I have seen them, I have helped build them, I have worked with others to repair and/or improve them. No provider portal is designed the same. In a day and age where technology is at everyone's fingertips, it is critical that these portal streamline work instead of create work. Lets first get into actually defining a provider portal.
Provider Portal - An online portal where medical records (MRs) that are incomplete, per coding review, go to be reviewed by providers. A provider's deficiency worklist.
Note: provider portals are most common in ProFee billing. Traditionally external to the host EMR/EHR system. In fully integrated host systems, a similar workflow may be embedded in the system itself. Example: Epic/Epic In-Baskets.
I wish it was a perfect world and all patient encounters were completed to 100% of required documentation within 2-3 days of a patient's visit/encounter. Ha! Can you imagine? A provider, while working to get their care fully documented into a patient's record, also has to work on multiple patients, with multiple other types of healthcare staff and other providers also working on those same patients, with shift changes and labs/results pending. Sometimes documentation is missed on the first pass, or just not able to be completed until a provider's shift is near the end, or even over.
Depending on if you have PDF transmitted MRs or an MDM or ORU feed (see article "The Automated Interface of PROFEE Billing" for feed background) will dictate on how you can use your provider portal. Also, many health systems will have their own process on the facility billing side.
The Structure of the Provider Portal
Access: Portal access should be customizable into categories of superusers, support staff, provider leaders, and general providers. The access should be able to be segmented by billing entity, locations, distinct providers, statuses, or combinations.
Interfaces: Ensure the portal works on computers, different networks, and phones. Check all the formats and access options.
Workflow: The portal had to generate from something. Generally, they are formed from either and ADT feed or Census Log. My preference is the Census Log, the source of truth for possible patient encounters. This workflow can be built to generate first with coding or a combination of coding and providers/support staff. Again, my preference is internally with coding. Programming pulls the Census Log, checking against the ADT and if a true patient for your unit, builds an alert to look for a patient medical record. If a record of any amount is received, it flows to coding to attempt to code. If it cannot be coded, it flows to the provider portal with the identified deficiency(ies) that need resolution in the host system (the EHR/EMR).
Tracking: The back and forth between coding and providers will occur. This will be increased by support staff involvement and general size of a provider group/unit. For this reason, ensuring there are multiple automated time stamps and user time stamps and user change tracking will confirm workflow can be audited for improvements, trends, and training.
Standard Deficiency Reasons: This is one of the earliest clean up activities I focus on when working with a new provider portal. The language you use to communicate in this process matters. Something used with one client or service line may not make sense for another. The reasons do not need to be fully customizable, but there should be easily defined standards.
Statuses: So, whose responsibility is it? Providers, coding, support staff, providers again? Statuses, even just 2 or 3, will allow for better flow of inventory.
Reporting: This could be a whole other post, so I'll try to keep it simple. Make all data in the portal selectable and reportable. Ensure fields like dates format correctly.
How the Provider Portal is Used
Start with the 90:10 rule. 90+% of accounts should flow complete through coding and not even touch the provider portal. Work that 10% of reoccurring deficiencies down one trend at a time. I focus on site/location/unit, reasons, and provider views/pivots to see trends.

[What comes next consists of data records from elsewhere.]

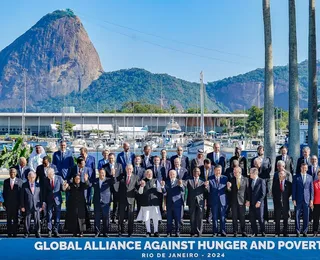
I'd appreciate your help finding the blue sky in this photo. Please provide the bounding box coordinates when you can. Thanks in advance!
[0,0,320,81]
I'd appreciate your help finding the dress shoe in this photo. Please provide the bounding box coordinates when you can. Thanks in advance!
[53,232,61,238]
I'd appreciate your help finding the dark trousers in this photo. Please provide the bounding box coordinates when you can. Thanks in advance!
[211,200,227,234]
[295,201,310,233]
[249,203,265,234]
[47,203,61,233]
[118,202,134,235]
[232,202,246,233]
[94,203,110,234]
[6,208,18,236]
[189,203,203,235]
[312,204,320,232]
[24,209,40,235]
[167,203,183,234]
[274,205,289,235]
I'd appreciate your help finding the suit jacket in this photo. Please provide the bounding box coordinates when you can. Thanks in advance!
[162,179,185,209]
[92,178,115,207]
[292,174,314,205]
[20,181,43,213]
[14,165,31,180]
[296,156,311,174]
[52,150,74,180]
[185,178,207,208]
[207,152,227,174]
[36,163,58,188]
[273,171,293,183]
[229,176,251,206]
[208,175,228,207]
[40,175,63,206]
[98,158,108,170]
[133,165,145,181]
[117,151,135,171]
[170,154,190,171]
[116,174,140,205]
[307,165,320,181]
[104,163,124,193]
[200,166,214,181]
[2,177,23,210]
[275,155,294,174]
[148,165,166,182]
[249,177,267,207]
[171,167,189,180]
[272,179,292,211]
[85,154,96,182]
[67,165,92,182]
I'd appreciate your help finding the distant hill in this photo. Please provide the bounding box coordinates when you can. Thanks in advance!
[37,68,227,112]
[207,61,312,111]
[0,10,102,111]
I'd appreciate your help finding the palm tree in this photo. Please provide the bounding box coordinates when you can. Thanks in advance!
[289,0,300,165]
[308,0,318,156]
[262,0,275,169]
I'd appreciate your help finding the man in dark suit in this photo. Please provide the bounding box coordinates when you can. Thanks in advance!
[2,168,23,237]
[200,159,214,224]
[14,157,31,182]
[170,146,190,171]
[308,155,320,181]
[275,146,294,174]
[185,167,207,237]
[296,146,311,174]
[98,149,110,170]
[104,153,124,223]
[253,156,271,221]
[80,147,96,207]
[292,163,314,237]
[20,171,45,238]
[141,145,153,169]
[161,169,185,237]
[273,160,293,183]
[207,143,227,174]
[228,166,251,237]
[249,168,266,237]
[117,142,135,170]
[43,166,64,238]
[36,156,58,190]
[272,170,292,237]
[52,141,74,180]
[116,164,140,237]
[172,158,189,180]
[92,168,115,237]
[206,164,230,237]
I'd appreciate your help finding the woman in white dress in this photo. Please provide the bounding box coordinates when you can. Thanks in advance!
[137,169,162,237]
[29,145,46,172]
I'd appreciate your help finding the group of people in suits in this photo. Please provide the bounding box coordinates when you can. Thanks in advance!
[3,141,320,237]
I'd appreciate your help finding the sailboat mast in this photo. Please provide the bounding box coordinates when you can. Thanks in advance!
[200,71,204,136]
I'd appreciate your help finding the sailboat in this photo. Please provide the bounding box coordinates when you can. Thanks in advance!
[187,71,214,154]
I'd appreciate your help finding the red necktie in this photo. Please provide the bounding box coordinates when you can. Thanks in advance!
[126,175,130,185]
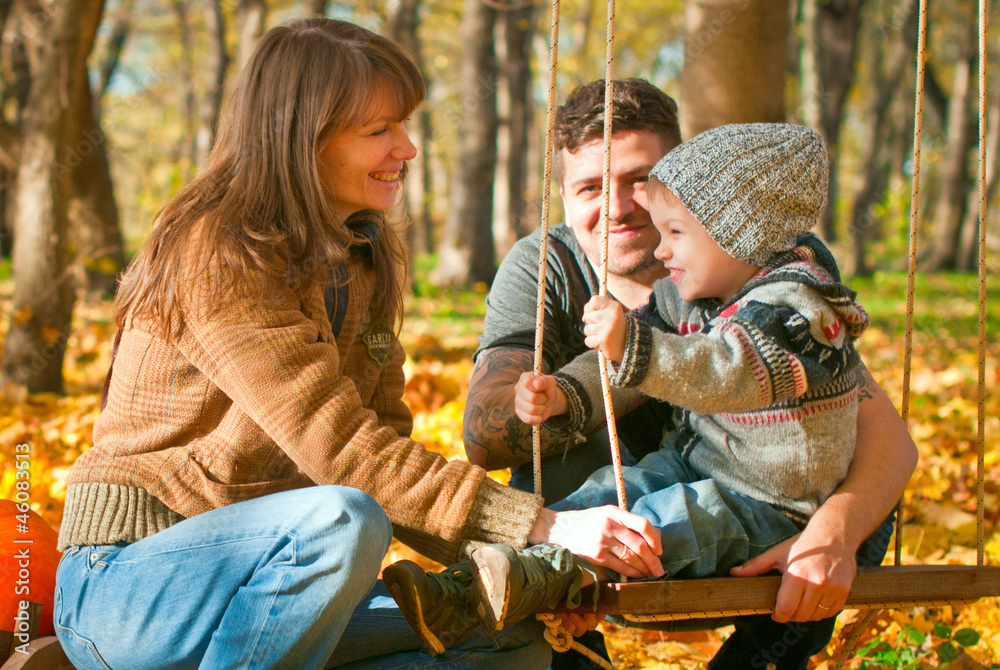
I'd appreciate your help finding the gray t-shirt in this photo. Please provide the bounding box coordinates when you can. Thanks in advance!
[476,223,674,459]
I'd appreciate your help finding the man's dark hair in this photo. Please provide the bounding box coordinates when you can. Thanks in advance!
[554,79,681,178]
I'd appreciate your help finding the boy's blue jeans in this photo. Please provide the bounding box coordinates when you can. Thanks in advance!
[552,448,802,579]
[551,446,892,670]
[54,486,548,670]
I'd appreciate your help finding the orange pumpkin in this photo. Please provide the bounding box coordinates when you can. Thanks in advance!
[0,500,62,637]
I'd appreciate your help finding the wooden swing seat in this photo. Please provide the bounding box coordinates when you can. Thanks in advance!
[552,565,1000,621]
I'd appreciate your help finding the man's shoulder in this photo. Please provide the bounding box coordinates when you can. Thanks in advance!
[503,223,583,263]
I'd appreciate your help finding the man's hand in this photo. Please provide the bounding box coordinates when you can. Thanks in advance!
[528,505,663,578]
[730,527,858,623]
[514,372,566,426]
[583,295,625,363]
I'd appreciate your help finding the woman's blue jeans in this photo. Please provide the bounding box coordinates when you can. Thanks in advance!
[54,486,548,670]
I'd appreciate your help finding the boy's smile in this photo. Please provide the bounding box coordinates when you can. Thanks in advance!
[649,191,760,302]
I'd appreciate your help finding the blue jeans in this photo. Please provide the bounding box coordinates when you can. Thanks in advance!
[54,486,549,670]
[552,448,801,579]
[551,446,894,670]
[54,486,392,670]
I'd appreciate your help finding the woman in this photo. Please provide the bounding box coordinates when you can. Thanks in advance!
[54,19,656,670]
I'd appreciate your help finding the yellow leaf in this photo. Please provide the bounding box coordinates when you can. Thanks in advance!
[42,328,60,347]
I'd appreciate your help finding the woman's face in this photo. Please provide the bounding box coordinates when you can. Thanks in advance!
[319,95,417,221]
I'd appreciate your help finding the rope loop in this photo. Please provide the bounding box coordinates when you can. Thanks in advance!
[535,612,615,670]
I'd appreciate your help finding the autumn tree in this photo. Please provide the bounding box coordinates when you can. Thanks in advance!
[433,0,499,285]
[801,0,864,240]
[680,0,790,137]
[2,0,104,393]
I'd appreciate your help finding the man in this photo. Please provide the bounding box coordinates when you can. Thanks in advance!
[464,79,916,669]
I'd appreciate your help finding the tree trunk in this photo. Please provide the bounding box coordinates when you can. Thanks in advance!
[236,0,267,73]
[802,0,864,241]
[195,0,229,165]
[171,0,198,183]
[385,0,432,258]
[432,0,498,286]
[850,0,918,276]
[680,0,789,137]
[502,3,537,254]
[3,0,104,393]
[928,53,976,272]
[957,53,1000,272]
[94,0,134,103]
[66,76,125,295]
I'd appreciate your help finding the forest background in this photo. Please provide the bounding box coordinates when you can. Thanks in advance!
[0,0,1000,668]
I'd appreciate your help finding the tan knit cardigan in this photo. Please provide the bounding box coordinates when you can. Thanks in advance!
[59,247,541,564]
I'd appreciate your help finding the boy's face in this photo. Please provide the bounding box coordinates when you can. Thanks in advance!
[649,193,760,301]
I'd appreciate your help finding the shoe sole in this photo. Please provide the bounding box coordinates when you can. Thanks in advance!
[469,547,516,633]
[382,563,444,656]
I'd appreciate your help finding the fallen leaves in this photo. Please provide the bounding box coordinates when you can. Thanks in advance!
[0,276,1000,670]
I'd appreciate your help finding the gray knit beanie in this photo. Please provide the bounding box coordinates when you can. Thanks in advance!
[650,123,830,265]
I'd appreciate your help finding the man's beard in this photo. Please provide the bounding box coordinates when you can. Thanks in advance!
[596,240,660,277]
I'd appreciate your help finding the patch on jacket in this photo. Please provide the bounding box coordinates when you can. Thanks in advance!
[360,314,396,366]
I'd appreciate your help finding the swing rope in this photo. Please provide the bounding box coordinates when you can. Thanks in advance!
[597,0,628,510]
[893,0,927,565]
[531,0,624,670]
[531,0,559,496]
[976,0,986,567]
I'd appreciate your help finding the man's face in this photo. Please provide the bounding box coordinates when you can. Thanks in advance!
[559,130,674,283]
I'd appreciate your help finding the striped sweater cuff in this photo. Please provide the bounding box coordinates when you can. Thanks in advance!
[459,477,542,555]
[542,372,594,443]
[611,316,653,388]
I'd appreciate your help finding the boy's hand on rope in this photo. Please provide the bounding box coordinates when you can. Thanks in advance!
[545,505,663,578]
[514,372,566,426]
[583,295,625,363]
[730,526,858,623]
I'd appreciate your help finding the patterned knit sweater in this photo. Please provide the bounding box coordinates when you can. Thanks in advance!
[59,215,541,564]
[557,234,868,523]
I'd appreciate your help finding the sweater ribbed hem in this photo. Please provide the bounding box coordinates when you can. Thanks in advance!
[459,478,542,555]
[59,482,184,551]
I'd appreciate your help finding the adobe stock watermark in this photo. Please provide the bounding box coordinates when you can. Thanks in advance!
[684,0,751,60]
[10,444,34,655]
[54,65,163,178]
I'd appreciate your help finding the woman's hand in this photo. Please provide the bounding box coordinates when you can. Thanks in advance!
[730,526,858,623]
[583,295,625,363]
[528,505,663,578]
[560,612,604,637]
[514,372,566,426]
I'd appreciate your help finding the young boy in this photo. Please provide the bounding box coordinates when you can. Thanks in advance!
[384,124,868,646]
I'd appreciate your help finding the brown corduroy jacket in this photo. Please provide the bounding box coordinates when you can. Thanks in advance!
[59,244,541,564]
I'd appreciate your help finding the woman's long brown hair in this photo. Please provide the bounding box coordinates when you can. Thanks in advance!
[115,19,425,339]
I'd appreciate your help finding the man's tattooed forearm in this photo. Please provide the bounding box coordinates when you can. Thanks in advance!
[855,364,879,402]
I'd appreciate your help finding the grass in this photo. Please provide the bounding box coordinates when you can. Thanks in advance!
[847,272,1000,339]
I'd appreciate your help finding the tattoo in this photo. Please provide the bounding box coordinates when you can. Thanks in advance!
[462,347,563,470]
[462,348,532,469]
[855,363,880,403]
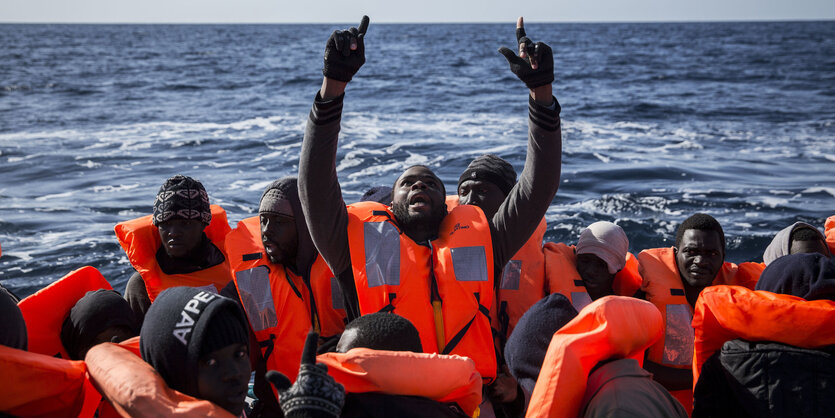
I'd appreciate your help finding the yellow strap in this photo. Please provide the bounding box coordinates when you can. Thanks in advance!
[432,300,446,353]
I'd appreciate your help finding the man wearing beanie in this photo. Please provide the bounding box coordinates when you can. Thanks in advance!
[299,17,561,383]
[115,175,231,321]
[544,221,641,311]
[221,177,345,409]
[458,154,547,417]
[61,289,139,360]
[139,287,251,415]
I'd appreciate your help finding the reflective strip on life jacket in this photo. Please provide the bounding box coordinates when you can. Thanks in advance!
[18,266,112,359]
[525,296,664,418]
[490,218,547,339]
[114,205,232,302]
[823,215,835,255]
[348,202,496,380]
[693,286,835,385]
[316,348,481,416]
[0,346,98,418]
[542,242,591,312]
[86,343,234,418]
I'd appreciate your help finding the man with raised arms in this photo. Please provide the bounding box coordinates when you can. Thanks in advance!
[299,17,561,382]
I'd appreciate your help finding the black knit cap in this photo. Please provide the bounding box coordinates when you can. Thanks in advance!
[61,289,139,360]
[458,154,516,195]
[154,174,212,226]
[139,286,249,396]
[756,253,835,301]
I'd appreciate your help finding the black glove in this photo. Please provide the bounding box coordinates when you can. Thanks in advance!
[322,16,368,83]
[265,331,345,418]
[499,18,554,90]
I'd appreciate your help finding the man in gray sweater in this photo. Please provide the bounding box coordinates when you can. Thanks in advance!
[299,17,561,381]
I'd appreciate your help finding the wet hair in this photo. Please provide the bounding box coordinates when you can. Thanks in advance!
[676,213,725,251]
[391,164,446,196]
[345,312,423,353]
[789,227,823,242]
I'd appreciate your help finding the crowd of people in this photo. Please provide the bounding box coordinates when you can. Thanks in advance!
[0,17,835,417]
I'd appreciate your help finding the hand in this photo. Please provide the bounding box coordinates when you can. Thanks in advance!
[322,16,368,83]
[265,331,345,418]
[499,17,554,90]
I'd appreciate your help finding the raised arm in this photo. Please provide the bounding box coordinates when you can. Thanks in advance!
[299,16,368,275]
[491,17,562,268]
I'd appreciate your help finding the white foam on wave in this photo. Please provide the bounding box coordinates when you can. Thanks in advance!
[93,183,140,193]
[35,190,76,201]
[800,187,835,197]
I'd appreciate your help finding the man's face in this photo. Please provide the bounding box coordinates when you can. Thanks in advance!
[157,219,206,258]
[260,213,299,265]
[391,166,446,229]
[789,239,829,256]
[458,180,507,219]
[197,344,252,416]
[676,229,725,288]
[577,254,615,300]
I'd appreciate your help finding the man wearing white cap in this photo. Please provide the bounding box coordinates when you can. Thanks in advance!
[543,221,641,311]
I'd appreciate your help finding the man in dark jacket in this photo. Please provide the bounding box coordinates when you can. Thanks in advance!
[299,13,561,386]
[692,253,835,417]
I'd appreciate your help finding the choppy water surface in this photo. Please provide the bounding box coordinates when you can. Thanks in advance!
[0,22,835,296]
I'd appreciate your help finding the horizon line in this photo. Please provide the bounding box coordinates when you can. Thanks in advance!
[0,17,835,25]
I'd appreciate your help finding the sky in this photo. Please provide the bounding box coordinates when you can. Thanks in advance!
[0,0,835,23]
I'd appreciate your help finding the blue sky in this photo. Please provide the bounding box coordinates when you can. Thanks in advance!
[0,0,835,23]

Train/Communicate to providers about access, tracking, and reasons.
Provide key provider leaders with regular reporting and trend analysis.
Develop steps and processes for accounts that are not resolved timely. This might impact provider pay in a minor way, but aged accounts, if left for too long unresolved, may hit timely filing deadlines. So it goes both ways on who takes the financial hit if accounts are not completed timely.
Work with your Provider Educators, they are tremendously helpful in resolving provider trends that are ongoing issues.
Each portal, each vendor, each provider group, unit, etc. will come with its own challenges and unique workflow opportunities. By having some standards established, streamlined onboarding, and targeted optimization, improved throughput will result. It may never be that Perfect Provider Portal, but we can get pretty close by working towards a common goal of minimal re-touched charts by both coders and providers. As a gut check, you should be complete with gap assessment and general work efforts on a provider portal within 2-3 months, and working towards specific single provider trends within 4-5 months of using a new provider portal.